The Anubis Tapestry
- Cover of the first edition of The Anubis Tapestry: Between Twilights
- Author: Bruce Zick
- Illustrator: Bruce Zick
- Language: English
- Series: The Anubis Tapestry
- Genre: Fantasy
- Publisher: Actionopolis, Komikwerks
- Publication date: 2006
- Publication place: United States
- Media type: Print (hardcover, paperback)
- Pages: 152
- ISBN: 978-0974280387

= The Anubis Tapestry =

Fantasy novel written and illustrated by Bruce Zick

The Anubis Tapestry: Between Twilights is a 2006 fantasy novel written and illustrated by Bruce Zick.

==Plot summary==
Chance Henry's archaeologist father accidentally awakens an evil mummy who steals his soul. Chance risks becoming a mummy himself to rescue his father from the Egyptian Underworld.
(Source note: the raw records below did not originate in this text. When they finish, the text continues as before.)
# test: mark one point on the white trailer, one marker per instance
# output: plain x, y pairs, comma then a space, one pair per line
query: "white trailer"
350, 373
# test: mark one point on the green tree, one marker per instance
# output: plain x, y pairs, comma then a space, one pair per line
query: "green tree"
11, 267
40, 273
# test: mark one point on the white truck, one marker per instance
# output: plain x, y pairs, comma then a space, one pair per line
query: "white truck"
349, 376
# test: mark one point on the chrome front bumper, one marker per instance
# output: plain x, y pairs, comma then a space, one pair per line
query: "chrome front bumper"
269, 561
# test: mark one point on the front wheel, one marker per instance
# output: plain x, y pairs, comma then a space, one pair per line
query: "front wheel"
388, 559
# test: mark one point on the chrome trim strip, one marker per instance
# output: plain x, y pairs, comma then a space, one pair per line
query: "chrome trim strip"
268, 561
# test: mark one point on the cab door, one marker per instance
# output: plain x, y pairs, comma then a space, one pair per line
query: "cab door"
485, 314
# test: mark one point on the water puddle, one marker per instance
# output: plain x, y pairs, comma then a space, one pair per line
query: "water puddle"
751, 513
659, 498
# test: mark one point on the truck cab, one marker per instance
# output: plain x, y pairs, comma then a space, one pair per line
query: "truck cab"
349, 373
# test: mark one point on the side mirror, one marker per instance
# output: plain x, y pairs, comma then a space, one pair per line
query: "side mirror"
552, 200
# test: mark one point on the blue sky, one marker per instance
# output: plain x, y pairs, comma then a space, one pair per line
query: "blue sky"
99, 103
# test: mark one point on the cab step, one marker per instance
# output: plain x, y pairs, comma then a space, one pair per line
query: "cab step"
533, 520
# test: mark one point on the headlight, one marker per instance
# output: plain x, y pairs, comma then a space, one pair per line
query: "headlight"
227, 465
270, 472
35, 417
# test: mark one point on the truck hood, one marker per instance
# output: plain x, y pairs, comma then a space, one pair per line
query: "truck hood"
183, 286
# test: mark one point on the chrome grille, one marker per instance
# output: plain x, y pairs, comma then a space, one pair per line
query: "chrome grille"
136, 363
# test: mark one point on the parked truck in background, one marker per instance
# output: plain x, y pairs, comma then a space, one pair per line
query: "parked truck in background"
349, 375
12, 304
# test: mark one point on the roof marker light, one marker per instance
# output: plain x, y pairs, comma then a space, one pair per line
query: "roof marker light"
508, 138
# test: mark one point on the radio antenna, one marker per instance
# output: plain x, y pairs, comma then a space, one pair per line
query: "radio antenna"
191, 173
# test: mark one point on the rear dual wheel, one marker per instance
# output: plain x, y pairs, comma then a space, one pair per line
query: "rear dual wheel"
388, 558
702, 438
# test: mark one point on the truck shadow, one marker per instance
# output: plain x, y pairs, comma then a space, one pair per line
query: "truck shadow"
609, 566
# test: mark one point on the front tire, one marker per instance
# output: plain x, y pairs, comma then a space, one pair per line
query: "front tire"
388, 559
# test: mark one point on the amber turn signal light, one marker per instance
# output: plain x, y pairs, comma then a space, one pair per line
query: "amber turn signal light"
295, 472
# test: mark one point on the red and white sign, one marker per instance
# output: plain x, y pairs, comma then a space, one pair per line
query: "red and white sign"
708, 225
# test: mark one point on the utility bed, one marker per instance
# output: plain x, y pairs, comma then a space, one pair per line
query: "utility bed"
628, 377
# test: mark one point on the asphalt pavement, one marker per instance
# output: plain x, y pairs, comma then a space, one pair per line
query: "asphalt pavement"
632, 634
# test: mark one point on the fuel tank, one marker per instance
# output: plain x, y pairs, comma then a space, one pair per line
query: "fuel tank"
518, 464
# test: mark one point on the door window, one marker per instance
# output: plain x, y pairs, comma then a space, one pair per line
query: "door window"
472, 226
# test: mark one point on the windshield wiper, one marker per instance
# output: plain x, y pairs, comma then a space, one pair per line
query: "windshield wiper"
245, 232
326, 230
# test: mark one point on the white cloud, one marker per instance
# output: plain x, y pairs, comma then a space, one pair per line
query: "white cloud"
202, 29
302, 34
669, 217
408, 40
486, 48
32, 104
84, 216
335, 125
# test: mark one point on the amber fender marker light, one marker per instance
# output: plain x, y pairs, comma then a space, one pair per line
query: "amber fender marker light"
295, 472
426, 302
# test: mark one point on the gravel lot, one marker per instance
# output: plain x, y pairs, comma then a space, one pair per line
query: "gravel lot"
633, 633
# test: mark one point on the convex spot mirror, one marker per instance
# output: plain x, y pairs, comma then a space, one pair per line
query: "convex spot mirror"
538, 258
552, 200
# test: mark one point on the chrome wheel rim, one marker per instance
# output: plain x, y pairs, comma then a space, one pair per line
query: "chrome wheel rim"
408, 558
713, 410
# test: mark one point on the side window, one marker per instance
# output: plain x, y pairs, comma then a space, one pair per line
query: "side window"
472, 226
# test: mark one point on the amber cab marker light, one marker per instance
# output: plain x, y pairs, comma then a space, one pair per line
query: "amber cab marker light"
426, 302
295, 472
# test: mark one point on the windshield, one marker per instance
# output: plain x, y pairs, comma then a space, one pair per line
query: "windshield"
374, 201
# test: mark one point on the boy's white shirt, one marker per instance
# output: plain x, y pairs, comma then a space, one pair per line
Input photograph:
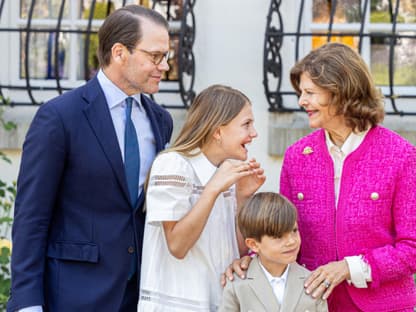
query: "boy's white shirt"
278, 283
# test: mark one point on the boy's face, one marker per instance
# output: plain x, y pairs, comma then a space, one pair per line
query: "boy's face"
275, 253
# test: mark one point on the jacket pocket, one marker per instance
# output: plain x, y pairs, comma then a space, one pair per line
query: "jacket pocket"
75, 251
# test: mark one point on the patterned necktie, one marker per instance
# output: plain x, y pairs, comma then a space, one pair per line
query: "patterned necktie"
131, 155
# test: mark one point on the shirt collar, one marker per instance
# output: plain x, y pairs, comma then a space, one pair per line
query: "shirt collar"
113, 94
351, 143
203, 167
272, 278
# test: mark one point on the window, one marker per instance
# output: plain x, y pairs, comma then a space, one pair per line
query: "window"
51, 45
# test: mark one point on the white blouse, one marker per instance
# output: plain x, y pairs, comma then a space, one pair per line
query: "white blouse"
192, 283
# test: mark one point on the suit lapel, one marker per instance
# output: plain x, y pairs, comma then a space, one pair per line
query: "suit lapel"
295, 281
261, 287
99, 118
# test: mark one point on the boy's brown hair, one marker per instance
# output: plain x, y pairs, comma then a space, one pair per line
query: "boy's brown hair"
267, 213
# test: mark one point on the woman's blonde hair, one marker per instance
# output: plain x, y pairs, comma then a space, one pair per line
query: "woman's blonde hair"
339, 69
215, 106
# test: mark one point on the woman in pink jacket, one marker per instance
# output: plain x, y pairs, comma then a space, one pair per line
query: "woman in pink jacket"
354, 185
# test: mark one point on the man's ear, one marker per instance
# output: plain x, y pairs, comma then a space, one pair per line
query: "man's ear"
118, 52
217, 135
252, 244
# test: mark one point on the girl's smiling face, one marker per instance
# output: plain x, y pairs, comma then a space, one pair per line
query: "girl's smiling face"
234, 136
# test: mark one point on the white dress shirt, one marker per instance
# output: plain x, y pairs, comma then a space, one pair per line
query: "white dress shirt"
278, 283
116, 100
360, 271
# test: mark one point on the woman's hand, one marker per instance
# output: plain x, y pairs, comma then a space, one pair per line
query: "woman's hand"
239, 266
325, 278
249, 184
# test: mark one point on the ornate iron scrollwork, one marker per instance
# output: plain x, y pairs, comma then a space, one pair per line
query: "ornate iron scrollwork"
272, 60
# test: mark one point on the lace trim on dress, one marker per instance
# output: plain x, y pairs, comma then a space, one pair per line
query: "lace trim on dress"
172, 179
170, 301
198, 189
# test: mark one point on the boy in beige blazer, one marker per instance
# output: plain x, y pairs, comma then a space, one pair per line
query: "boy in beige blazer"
274, 280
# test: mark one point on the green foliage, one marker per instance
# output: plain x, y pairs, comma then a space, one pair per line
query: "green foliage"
7, 198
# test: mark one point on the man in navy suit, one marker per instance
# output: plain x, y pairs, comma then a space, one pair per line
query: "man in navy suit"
77, 234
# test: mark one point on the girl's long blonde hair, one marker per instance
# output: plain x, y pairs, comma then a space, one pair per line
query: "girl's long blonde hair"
215, 106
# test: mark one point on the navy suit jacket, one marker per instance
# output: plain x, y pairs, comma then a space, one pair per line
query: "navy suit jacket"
74, 225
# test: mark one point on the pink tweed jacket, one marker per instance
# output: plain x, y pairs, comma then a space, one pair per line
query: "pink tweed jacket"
375, 216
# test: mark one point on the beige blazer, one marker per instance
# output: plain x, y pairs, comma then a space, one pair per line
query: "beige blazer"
255, 293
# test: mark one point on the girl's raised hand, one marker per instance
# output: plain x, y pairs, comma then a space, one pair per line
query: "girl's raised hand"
228, 173
248, 185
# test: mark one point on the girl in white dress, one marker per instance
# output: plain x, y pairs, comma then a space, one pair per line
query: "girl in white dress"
194, 191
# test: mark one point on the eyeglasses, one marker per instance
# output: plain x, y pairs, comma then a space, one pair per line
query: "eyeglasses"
156, 57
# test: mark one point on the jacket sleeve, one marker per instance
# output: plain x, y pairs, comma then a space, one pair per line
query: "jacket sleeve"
39, 178
398, 260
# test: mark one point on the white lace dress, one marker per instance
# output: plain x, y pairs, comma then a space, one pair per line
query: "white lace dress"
193, 283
==Cancelled film adaptation==
In 2008, Blue Sky Studios acquired the film rights for an animated film titled Anubis. David H. Steinberg wrote the first draft for the film. The film was formerly scheduled for release on July 15, 2016, by 20th Century Fox, but was delayed to March 23, 2018, but in June 2017, it had been pulled from its schedule for unknown reasons. Blue Sky closed on April 10, 2021, ending development on the film.